Georgia Cardholders Would Benefit 12th Most from Interest Rate Declines

Staff Report From Georgia CEO

Wednesday, February 28th, 2024

From the beginning of 2022 to the end of 2023, credit card APRs spiked from 16.6% to 22.8%. For credit card users who do not settle their balances in full each month, these elevated interest rates can lead to a rapid compounding of the total amount owed. Nationally, nearly 43% of adults acknowledge occasionally carrying a balance and incurring interest on their credit cards—an audience that stands to gain the most from future interest rate declines that are expected in 2024. However, variations in consumer credit utilization and their propensity to accrue interest mean certain states are experiencing the impact of elevated interest rates more than others.

To determine which states would benefit most from credit card interest rate declines, researchers calculated—by state—the percentage of survey respondents who reported sometimes carrying a credit card balance, and subsequently paying interest.

These are the key takeaways from the report, highlighting some key stats for Georgia:

  • Total credit card debt in the U.S. surpassed $1 trillion for the first time in 2022, and throughout that year, card issuers levied over $130 billion in interest and fees.

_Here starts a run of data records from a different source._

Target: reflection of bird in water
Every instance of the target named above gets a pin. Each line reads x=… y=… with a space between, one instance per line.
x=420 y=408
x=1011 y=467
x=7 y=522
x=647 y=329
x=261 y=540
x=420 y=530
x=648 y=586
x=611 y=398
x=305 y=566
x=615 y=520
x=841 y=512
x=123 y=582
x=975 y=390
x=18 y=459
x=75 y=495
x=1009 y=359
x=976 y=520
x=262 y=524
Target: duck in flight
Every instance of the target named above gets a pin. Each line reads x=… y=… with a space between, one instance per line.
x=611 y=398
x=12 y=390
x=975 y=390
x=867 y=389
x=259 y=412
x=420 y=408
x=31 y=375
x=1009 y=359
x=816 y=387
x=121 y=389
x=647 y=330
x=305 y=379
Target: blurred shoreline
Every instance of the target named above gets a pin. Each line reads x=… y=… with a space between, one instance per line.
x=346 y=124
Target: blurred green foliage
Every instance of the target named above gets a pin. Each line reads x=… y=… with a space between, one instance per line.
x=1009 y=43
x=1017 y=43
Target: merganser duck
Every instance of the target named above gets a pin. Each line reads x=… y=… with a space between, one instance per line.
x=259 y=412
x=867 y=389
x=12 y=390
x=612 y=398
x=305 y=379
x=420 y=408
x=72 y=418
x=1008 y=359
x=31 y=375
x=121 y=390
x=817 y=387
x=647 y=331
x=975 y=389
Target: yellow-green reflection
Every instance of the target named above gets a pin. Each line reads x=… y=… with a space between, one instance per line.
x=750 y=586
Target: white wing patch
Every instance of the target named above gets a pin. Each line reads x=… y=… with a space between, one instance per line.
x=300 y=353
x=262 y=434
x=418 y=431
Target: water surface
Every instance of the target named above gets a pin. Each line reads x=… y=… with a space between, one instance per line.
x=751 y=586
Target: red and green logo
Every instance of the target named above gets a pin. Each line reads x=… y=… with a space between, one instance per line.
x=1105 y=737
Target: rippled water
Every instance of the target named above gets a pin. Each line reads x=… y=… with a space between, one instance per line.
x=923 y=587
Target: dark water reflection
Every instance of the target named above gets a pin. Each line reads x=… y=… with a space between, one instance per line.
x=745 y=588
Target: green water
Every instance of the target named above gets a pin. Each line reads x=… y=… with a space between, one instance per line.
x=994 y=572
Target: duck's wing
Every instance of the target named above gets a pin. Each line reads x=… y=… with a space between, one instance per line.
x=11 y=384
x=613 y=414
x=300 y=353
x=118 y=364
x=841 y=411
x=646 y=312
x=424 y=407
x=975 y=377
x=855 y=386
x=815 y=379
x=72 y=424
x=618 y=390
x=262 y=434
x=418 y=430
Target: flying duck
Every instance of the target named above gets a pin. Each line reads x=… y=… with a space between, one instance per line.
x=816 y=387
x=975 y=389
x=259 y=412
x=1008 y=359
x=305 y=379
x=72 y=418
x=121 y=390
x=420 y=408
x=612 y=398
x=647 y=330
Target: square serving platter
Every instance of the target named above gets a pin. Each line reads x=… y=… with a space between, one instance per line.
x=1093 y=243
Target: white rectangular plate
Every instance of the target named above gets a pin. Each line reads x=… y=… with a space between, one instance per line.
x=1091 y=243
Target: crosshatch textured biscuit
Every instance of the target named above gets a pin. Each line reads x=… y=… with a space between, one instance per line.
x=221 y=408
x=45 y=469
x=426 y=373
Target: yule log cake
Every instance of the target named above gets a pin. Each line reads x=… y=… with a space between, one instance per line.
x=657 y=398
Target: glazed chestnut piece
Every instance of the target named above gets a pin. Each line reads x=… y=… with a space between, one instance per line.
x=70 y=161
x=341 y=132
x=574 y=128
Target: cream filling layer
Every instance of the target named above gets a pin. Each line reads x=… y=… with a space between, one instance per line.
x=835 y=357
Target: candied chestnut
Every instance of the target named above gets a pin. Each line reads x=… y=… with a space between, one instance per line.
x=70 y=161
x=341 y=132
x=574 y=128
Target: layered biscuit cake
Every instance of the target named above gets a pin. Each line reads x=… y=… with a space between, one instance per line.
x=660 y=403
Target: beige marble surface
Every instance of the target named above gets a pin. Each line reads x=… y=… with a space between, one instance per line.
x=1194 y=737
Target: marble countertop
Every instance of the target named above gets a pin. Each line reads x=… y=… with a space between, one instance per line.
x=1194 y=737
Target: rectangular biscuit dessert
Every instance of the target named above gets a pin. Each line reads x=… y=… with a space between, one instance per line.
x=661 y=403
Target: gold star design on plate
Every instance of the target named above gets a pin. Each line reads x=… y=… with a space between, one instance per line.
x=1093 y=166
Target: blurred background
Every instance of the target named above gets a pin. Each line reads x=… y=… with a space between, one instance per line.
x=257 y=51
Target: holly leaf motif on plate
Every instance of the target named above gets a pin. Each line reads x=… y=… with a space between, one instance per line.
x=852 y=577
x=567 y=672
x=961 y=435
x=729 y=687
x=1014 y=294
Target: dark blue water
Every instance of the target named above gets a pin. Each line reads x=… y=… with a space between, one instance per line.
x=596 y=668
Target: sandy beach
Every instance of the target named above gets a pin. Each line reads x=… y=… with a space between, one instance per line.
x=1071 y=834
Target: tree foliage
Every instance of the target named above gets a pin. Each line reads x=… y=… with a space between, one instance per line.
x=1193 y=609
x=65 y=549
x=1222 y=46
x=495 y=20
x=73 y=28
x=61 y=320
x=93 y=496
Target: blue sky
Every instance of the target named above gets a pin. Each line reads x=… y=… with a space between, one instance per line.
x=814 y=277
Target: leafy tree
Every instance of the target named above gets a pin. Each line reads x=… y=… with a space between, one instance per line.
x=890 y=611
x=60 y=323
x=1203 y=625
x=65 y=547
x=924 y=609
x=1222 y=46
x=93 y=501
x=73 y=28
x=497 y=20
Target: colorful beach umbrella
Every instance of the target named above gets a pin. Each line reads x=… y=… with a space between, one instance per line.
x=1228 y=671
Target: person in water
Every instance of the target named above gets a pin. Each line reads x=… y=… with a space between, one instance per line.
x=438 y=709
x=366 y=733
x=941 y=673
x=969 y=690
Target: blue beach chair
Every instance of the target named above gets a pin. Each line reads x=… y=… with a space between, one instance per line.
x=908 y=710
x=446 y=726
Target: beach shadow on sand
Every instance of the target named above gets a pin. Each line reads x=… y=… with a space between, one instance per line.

This equates to more than $1,000 in credit card interest and fees per U.S. household.

  • In Georgia, 46.5% of cardholders sometimes carry a balance and pay interest on their credit card.

  • Some engage in other costly credit card behaviors as well: 39.6% of Georgia cardholders say they sometimes only make the minimum payment, while 16.3% use it for cash advances.

  • The states where larger percentages of cardholders sometimes carry a balance and accrue interest are the states whose residents would benefit most from declining interest rates.

  • Overall, Georgia has the 12th largest share of cardholders who sometimes carry a balance and pay interest on their credit cards.

Despite increased costs and high interest rates, U.S. households have not been deterred from spending their money. According to the Bureau of Economic Analysis, consumer spending¹ in the U.S. increased by 24.1% from the first quarter of 2021 to the last quarter of 2023, which, in turn, led to a notable uptick in credit usage.

Total credit card debt² in the U.S. surpassed $1 trillion for the first time in 2022, and throughout that year, card issuers levied over $130 billion in interest and fees. This equates to more than $1,000 in credit card interest and fees per U.S. household. However, variations in consumer credit utilization and their propensity to accrue interest — most commonly by not paying off their bill in full each month — have created disparities among states. Because of this, certain states are experiencing the impact of elevated interest rates more than others.